"How Can the Library Help You?" Is a Useless Question. Here's Why.
Don't ask other people to understand the library better; instead, try to understand them and their needs.

At one point around the middle of my career, my scope of stewardship was broadened to include oversight of an interlibrary loan department. And I had what I thought was a pretty good idea: I told the ILL folks that whenever a requested book came in for a faculty member, I want to be notified so that I could use that opportunity to deliver the book in person and ask that faculty member "What can the library be doing to make your work easier?".
I thought it was a great idea. I'd be providing personal delivery service (everyone loves that, right?) and also getting to know the faculty better, and also demonstrating my desire to get feedback on the library's services and how they might change or improve.
What could be wrong with that?
Readers with experience in public service are already smiling kindly at me and gently shaking their heads. Because to them, what's wrong with the question "How can the library make your work easier?" is painfully obvious: the problem is that the great majority of faculty members have no idea how to answer it.
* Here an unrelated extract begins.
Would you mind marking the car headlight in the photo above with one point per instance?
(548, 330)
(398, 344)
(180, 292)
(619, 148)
Sure, some of them will have a few specific ideas: "Let me check out books longer!," they might say, or "Pay my APCs!" or "Give me a research room!." And those are by no means useless responses – though they're not likely to be terribly useful, given that they're often going to be requests for systemic changes that will only be made if they turn out to be both a) feasible and b) desired by more than a single faculty member.
But the real problem with that question is that it is not the faculty member's job to know how the library can make her life easier. Her job is to figure out the complexities of her own work – define and carry out her research agenda, build curricula for her assigned classes, help students who are struggling, etc. – not to understand the work of the library's various service areas and provide guidance to us on how to improve them.
So if you shouldn't ask "How can we make your life easier?," what should you ask?
Here's what I decided: instead of asking the faculty to tell me what I and my team should be doing, I instead just asked them what they were doing. I led with "Tell me what kinds of projects you're working on at the moment." And then I listened carefully, watching for opportunities to point them towards existing library collections ("Did you know that we recently acquired a whole database of primary sources on that topic?") or services ("What a pain that you had to deal with that situation – you know, our staff in Circulation can help you if you run into it again"). And sometimes I came back to the library with ideas for new things we could do, based on what I had learned our faculty needed.
In other words, instead of asking the faculty to help me solve my problem (wanting to know how I could better help them) I set myself up to learn more about them and thus position myself to solve problems for them – sometimes problems they didn't even know the library could solve.
I've kept that lesson in mind ever since.